Annu Int Conf IEEE Eng Med Biol Soc. 2022 Jul;2022:3558-3562. doi: 10.1109/EMBC48229.2022.9870905.
We analyze dog genotypes (i.e., positions of dog DNA sequences that often vary between different dogs) in order to predict the corresponding phenotypes (i.e., unique observed characteristics). More specifically, given chromosome data from a dog, we aim to predict the breed, height, and weight. We explore a variety of linear and non-linear classification and regression techniques to accomplish these three tasks. We also investigate the use of a neural network (both in linear and non-linear modes) for breed classification and compare the performance to traditional statistical methods. We show that linear methods generally outperform or match the performance of non-linear methods for breed classification. However, we show that the reverse is true for height and weight regression. Finally, we evaluate the results of all of these methods based on the number of input features used in the analysis. We conduct experiments using different fractions of the full genomic sequences, resulting in input sequences ranging from 20 SNPs to ∼200k SNPs. In doing so, we explore the impact of using a very limited number of SNPs for prediction. Our experiments demonstrate that these phenotypes in dogs can be predicted with as few as 0.5% of randomly selected SNPs (i.e., 992 SNPs) and that dog breeds can be classified with 50% balanced accuracy with as few as 0.02% SNPs (i.e., 40 SNPs).
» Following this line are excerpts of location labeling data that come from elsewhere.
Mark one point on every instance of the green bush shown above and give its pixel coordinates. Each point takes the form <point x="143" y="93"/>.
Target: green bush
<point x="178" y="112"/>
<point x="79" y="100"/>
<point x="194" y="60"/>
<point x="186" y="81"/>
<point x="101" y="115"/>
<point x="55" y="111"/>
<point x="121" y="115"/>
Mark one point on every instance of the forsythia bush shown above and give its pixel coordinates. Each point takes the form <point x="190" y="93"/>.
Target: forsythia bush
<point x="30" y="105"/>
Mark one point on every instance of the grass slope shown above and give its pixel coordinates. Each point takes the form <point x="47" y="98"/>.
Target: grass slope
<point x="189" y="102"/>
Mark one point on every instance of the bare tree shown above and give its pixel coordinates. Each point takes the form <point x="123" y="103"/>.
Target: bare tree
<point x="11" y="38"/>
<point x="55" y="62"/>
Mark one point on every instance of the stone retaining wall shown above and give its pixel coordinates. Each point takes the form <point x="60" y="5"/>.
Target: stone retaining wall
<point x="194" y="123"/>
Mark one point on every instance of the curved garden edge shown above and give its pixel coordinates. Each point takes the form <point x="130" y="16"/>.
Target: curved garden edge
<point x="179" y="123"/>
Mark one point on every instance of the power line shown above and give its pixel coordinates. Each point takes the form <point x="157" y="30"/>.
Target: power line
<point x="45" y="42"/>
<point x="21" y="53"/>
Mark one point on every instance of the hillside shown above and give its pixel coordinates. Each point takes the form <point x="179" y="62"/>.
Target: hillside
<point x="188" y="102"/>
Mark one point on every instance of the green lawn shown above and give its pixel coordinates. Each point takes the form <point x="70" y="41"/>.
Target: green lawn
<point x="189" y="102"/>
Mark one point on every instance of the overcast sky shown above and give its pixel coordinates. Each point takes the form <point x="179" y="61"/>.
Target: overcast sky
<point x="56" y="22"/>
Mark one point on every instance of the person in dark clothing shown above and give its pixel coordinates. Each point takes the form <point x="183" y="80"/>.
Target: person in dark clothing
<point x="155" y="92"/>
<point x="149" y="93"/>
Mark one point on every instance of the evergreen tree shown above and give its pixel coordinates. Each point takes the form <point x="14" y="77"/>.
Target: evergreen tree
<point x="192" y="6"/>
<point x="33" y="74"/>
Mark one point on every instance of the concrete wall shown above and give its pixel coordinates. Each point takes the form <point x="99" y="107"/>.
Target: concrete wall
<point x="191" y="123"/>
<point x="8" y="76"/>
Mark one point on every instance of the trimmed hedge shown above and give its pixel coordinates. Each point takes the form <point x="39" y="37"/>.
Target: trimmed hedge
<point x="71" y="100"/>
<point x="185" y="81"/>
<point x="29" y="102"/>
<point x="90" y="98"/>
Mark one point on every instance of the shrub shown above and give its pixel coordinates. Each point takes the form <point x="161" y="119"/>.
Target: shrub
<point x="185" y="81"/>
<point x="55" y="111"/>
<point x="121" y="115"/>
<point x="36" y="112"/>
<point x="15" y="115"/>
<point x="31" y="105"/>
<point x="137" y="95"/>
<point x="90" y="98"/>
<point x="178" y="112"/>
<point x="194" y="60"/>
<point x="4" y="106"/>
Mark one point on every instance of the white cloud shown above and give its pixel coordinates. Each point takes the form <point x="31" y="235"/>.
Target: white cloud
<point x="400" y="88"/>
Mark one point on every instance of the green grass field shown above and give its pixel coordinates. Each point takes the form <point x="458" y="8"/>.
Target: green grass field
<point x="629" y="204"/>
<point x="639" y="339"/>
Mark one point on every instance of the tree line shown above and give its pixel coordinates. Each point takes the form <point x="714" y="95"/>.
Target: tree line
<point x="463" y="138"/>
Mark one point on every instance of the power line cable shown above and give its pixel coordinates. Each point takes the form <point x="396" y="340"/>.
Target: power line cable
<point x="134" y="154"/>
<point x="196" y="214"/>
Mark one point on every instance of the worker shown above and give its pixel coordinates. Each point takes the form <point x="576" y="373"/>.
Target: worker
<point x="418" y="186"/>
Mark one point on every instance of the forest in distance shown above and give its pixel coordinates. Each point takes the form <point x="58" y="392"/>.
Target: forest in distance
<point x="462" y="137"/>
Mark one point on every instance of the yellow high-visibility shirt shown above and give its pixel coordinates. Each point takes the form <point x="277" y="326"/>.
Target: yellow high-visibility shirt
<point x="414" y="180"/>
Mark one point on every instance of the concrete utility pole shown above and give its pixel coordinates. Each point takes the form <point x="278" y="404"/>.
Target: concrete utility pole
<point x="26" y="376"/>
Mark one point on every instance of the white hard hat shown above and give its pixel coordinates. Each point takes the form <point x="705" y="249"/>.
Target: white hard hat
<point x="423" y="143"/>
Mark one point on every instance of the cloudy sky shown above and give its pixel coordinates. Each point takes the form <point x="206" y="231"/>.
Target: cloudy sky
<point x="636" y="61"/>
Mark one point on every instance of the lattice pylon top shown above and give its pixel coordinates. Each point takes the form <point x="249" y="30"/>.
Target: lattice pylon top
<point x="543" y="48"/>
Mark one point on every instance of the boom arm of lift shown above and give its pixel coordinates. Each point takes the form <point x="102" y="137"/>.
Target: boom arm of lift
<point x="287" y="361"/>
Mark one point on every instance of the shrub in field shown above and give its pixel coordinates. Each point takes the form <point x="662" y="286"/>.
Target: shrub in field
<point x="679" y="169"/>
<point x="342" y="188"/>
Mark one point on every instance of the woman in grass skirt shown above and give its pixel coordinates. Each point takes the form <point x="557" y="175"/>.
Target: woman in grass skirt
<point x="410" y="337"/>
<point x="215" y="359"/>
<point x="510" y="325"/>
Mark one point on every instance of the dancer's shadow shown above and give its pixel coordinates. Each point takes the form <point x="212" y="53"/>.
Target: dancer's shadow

我们分析狗的基因型(即狗的 DNA 序列在不同狗之间经常变化的位置),以预测相应的表型(即独特的观察特征)。更具体地说,给定狗的染色体数据,我们的目标是预测品种、身高和体重。我们探索了多种线性和非线性分类和回归技术来完成这三个任务。我们还研究了使用神经网络(线性和非线性模式)进行品种分类,并将性能与传统统计方法进行比较。我们表明,对于品种分类,线性方法通常优于或与非线性方法的性能相匹配。然而,对于身高和体重回归,情况则相反。最后,我们根据分析中使用的输入特征数量来评估所有这些方法的结果。我们使用全基因组序列的不同部分进行实验,从而产生了从 20 个单核苷酸多态性到约 20 万个单核苷酸多态性的输入序列。通过这样做,我们探索了使用非常有限数量的 SNP 进行预测的影响。我们的实验表明,这些犬的表型可以用随机选择的 SNP 的 0.5%(即 992 个 SNP)进行预测,并且可以用 50%平衡准确率对犬种进行分类,只需使用 0.02%的 SNP(即 40 个 SNP)。